- Coat of arms
- Location of Mommenheim, Germany within Mainz-Bingen district
- Location of Mommenheim, Germany
- Mommenheim, Germany Mommenheim, Germany
- Coordinates: 49°53′00″N 8°16′10″E﻿ / ﻿49.88333°N 8.26944°E
- Country: Germany
- State: Rhineland-Palatinate
- District: Mainz-Bingen
- Municipal assoc.: Rhein-Selz

Government
- • Mayor (2019–24): Hans-Peter Broock (CDU)

Area
- • Total: 7.8 km^{2} (3.0 sq mi)
- Elevation: 134 m (440 ft)

Population (2023-12-31)
- • Total: 3,087
- • Density: 400/km^{2} (1,000/sq mi)
- Time zone: UTC+01:00 (CET)
- • Summer (DST): UTC+02:00 (CEST)
- Postal codes: 55278
- Dialling codes: 06138
- Vehicle registration: MZ
- Website: www.mommenheim-online.de

= Mommenheim, Germany =

Mommenheim (/de/) is an Ortsgemeinde – a municipality belonging to a Verbandsgemeinde, a kind of collective municipality – in the Mainz-Bingen district in Rhineland-Palatinate, Germany.

== Geography ==

=== Location ===
Mommenheim lies between Mainz and Worms in Rhenish Hesse. The winegrowing centre belongs to the Verbandsgemeinde Rhein-Selz, whose seat is in Oppenheim.

== History ==
In 764, Mommenheim had its first documentary mention.

== Politics ==

=== Town council ===
The council is made up of 21 council members, counting the honorary mayor, with seats apportioned thus:
| | SPD | CDU | FWG | Total |
| 2019 | 8 | 12 | - | 20 seats |
| 2004 | 5 | 8 | 7 | 20 seats |
(as at municipal election held on 26. May 2019)

=== Coat of arms ===
The municipality’s arms might be described thus: Per pale gules a cramp surmounted by an orb voided inside which another orb argent and azure a wheel spoked of six argent.

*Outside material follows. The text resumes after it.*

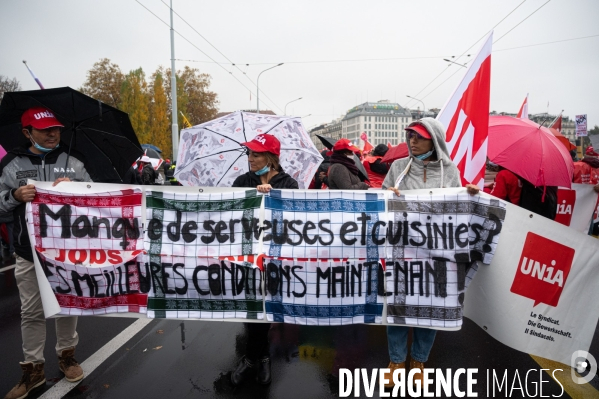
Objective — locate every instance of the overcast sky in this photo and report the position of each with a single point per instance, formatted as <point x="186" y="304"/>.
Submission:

These arms were adopted on 28 June 1972. The old arms showed a silver field with the cramp (or Wolfsangel as it is called in German) with an empty ring in the middle. It may refer to the hunting rights granted Mommenheim in 1276 by Philipp von Hohenfels (in Germany the Wolfsangel is commonly held to be a kind of wolf trap). The wheel comes from the former lords’ arms – the House of Hohenfels, and then later the House of Bolanden as well – and is, in fact, the Wheel of Mainz.

== Culture and sightseeing==

=== Regular events ===
On the third weekend in September Mommenheim always has a kermis (church consecration festival, locally known as the Kerb). It is organized by the municipal administration and the kermis club. Two weeks before this, on the fairgrounds there is always the MKV’s (Carnival club) Sommersonnenwendfeuer (“Summer Solstice Fire”). At year’s end, the MKV also stages a New Year’s Eve ball.

Furthermore, the fire brigade’s “Dance into May” is a popular event.

Another famous regular event is the Open Air Music Festival in August organised by the Lautslochtrappers Mommenheim. The festival is free of charge and held on a grass field near the Domtal Golfcours Mommenheim.

== Economy and infrastructure ==

=== Transport ===
The municipality is crossed by Landesstraße (state road) L 425. Bundesstraße 420 lies 6 km away to the south. The Autobahn A 63 can be reached by car in roughly 10 minutes.

Mommenheim lies within the area of the Rhein-Nahe-Nahverkehrsverbund (“Rhine-Nahe Local Transport Association”). The nearest railway stations are each some 7 km away from Mommenheim: Nackenheim and Nierstein on the Mainz–Mannheim railway line, and Nieder-Olm on the Mainz–Alzey line. The Regio route 660 of the Omnibusverkehr Rhein-Nahe runs three times an hour on weekdays and on weekends once an hour to Mainz Hauptbahnhof, and also once an hour on weekdays and every two hours on weekends to Alzey railway station, thereby offering a replacement for the abandoned Bodenheim–Alzey railway line and its station Mommenheim (Rheinh).